Treason - Rebel warriors and international traitors
Steve Cushion and Christian Høgsbjerg (eds.), (London, Socialist History Society Occasional Publication no. 44, 2019, 94pp, paperback; £5.00)
Review by Brian Durrans
Dating from at least the thirteenth century, “treason” is a legal term referring to political or violent acts judged by representatives of the state (i.e. of the ruling class) seriously to subvert its integrity or stability. If caught, convicted traitors usually face execution or life imprisonment. Whether bribed, coerced or acting on principle, the traitor is feared or despised by those siding with the established order, but not always admired or celebrated by its opponents. In class terms, the moral compass ought to be clear, but in practice “treason” foregrounds individuals or groups who break, often with conspicuous heroism or cunning (or both), with the routine class-collaboration that maintains the status quo. But unless the stakes are already high in terms of national self-determination or class power, such acts alone rarely galvanise those whose interests they aim to serve.
Admiring heroes with the hindsight of history is one thing; siding with them at the time is another.
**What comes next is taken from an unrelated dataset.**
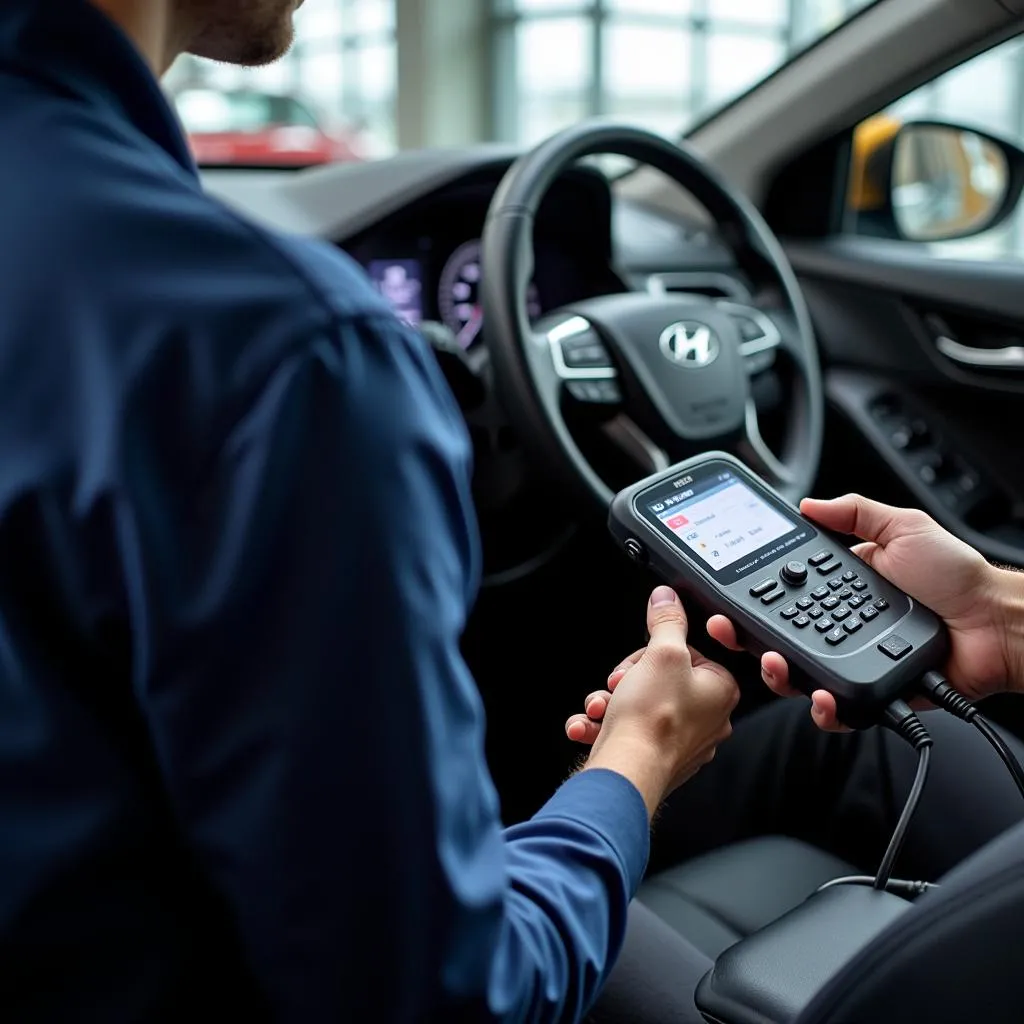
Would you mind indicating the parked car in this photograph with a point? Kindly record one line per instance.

Those who flush out and punish traitors exploit widespread and well-founded disapproval of deceit to undermine their reputations (calling a former home-team player a “traitor” shows how unforgiving football fans can be if s/he now plays a game for visiting rivals); and although an enemy of my state may be a loyal servant of yours, such loyalty only confirms that if an enemy at the gate is bad enough, one in the living room is far worse. Such acts of treachery, however sincere and justified in their own terms, and however inspiring for others in their own day or down the decades, do not in themselves make the case for replacing the existing order nor do they usually encourage engagement in that task which, even if it is unsuccessful, may help people appreciate what success requires.
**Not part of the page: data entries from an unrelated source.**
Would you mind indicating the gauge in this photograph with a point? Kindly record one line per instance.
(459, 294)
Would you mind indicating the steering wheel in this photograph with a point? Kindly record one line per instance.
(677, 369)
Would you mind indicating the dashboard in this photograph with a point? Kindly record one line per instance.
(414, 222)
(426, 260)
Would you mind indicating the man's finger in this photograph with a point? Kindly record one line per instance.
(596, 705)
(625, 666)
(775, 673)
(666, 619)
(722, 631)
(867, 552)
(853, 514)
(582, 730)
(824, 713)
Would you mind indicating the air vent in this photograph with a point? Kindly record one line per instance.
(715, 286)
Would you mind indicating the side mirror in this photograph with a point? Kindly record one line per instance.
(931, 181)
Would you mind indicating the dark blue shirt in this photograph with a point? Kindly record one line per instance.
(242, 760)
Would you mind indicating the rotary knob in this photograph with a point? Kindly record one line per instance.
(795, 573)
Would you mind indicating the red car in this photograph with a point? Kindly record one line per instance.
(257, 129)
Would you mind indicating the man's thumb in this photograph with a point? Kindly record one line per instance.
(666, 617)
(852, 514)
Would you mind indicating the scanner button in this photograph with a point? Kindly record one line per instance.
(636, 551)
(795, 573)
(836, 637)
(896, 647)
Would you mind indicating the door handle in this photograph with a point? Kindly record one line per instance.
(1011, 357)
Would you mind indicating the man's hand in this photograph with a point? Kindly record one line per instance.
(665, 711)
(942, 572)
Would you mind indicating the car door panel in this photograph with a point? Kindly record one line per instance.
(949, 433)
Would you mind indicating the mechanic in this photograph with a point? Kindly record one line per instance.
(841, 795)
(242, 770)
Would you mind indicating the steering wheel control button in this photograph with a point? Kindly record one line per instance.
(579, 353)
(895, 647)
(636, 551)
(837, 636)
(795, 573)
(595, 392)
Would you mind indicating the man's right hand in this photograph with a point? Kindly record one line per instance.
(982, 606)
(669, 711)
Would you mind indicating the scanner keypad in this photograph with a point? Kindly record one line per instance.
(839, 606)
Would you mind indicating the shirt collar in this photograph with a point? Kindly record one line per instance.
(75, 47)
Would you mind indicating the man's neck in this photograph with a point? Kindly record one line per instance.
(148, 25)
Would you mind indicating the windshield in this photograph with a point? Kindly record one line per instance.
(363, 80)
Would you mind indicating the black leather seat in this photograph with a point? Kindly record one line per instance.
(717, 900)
This book, the fruit of a workshop convened in 2018 by the London Socialist Historians Group, focuses on “internationalist renegades and traitors”, all of them Europeans, from the early nineteenth century to the 1960s. In their Introduction, the editors deny such episodes constitute a “tradition” but still claim they offer “timely lessons in intransigent internationalism”. If by “timely” is meant that in the world’s current turmoil global justice, including the prevention of war and environmental disaster, demands internationalism more urgently than ever, then it makes sense; but less clear is why our internationalism needs to be “intransigent” rather than effective.
The book’s nine examples of people or groups acting “disloyally” on their convictions make inspiring reading, and it is always worth a reminder that solidarity overcomes divisions such as those of class and nation to further the interests of exploited and subject peoples. As these stories make clear, the course of such struggles is seldom predictable; activists often but not always learn the lessons of experience; and – perhaps most strikingly – in none of these examples is the struggle for liberation yet complete: not in the Caribbean where Polish soldiers sided with Haitian revolutionaries; nor in Mexico whose nationalists were strengthened by an Irish battalion; nor in Ireland itself whose independence cause also inspired British volunteers; nor in Germany where some workers and soldiers defied the Nazis and sided with the USSR or, in France, joined the Resistance; nor in Ethiopia where a handful of Italian Communists helped locals resist the fascist occupation; nor in Indochina or Algeria whose armed resistance attracted a few recruits from the colonial side.
What can be done, in the present, with the information provided in this book? In their Introduction the editors trace a thin historical line (not, remember, a “tradition”) of examples of “treasonable” behaviour from the English Civil War, via the focus of each chapter and including the International Brigades in Republican Spain and the struggle against South African Apartheid and (very briefly) up to the current struggle for Palestine. At the end of their Introduction they rightly point to the persistent class-divided and increasingly militarised world of nation-states and global (dis)order and suggest that the heroic (and hitherto largely unsung) individuals who feature in the book deserve recognition for their sacrifices. There’s a strong case for that, but a stronger one for asking the harder question of what kind of activity is best suited to present challenges.
Even in the examples mentioned in the book itself, not all “treasonable” work involved taking up arms, and even where this was important it was by no means the only means of struggle. In the case of defeating apartheid, military assistance from the Socialist countries was certainly decisive (most conspicuously, as Mandela acknowledged, from Cuba at Cuito Cuanavale), but the editors’ passing reference (p. 16) to “British radical students” helping smuggle arms to the ANC’s armed wing inside South Africa hardly deserves mention by comparison not only with what the Cubans did but also with what even rather unradical students (and others) did to help bring down the regime by closing or refusing to open accounts with Barclays Bank until it withdrew from the apartheid state.
Was that “intransigent” internationalism? Maybe. But as an example of effective internationalism, that boycott can better inform current and future strategies (such as BDS – the Palestinian-led Boycott, Divestment and Sanctions campaign) than apparently more heroic or “treasonable” acts. In any case, attempts by opponents of Palestinian rights to outlaw BDS are beginning to make campaigners seem heroic simply for being effective internationalists.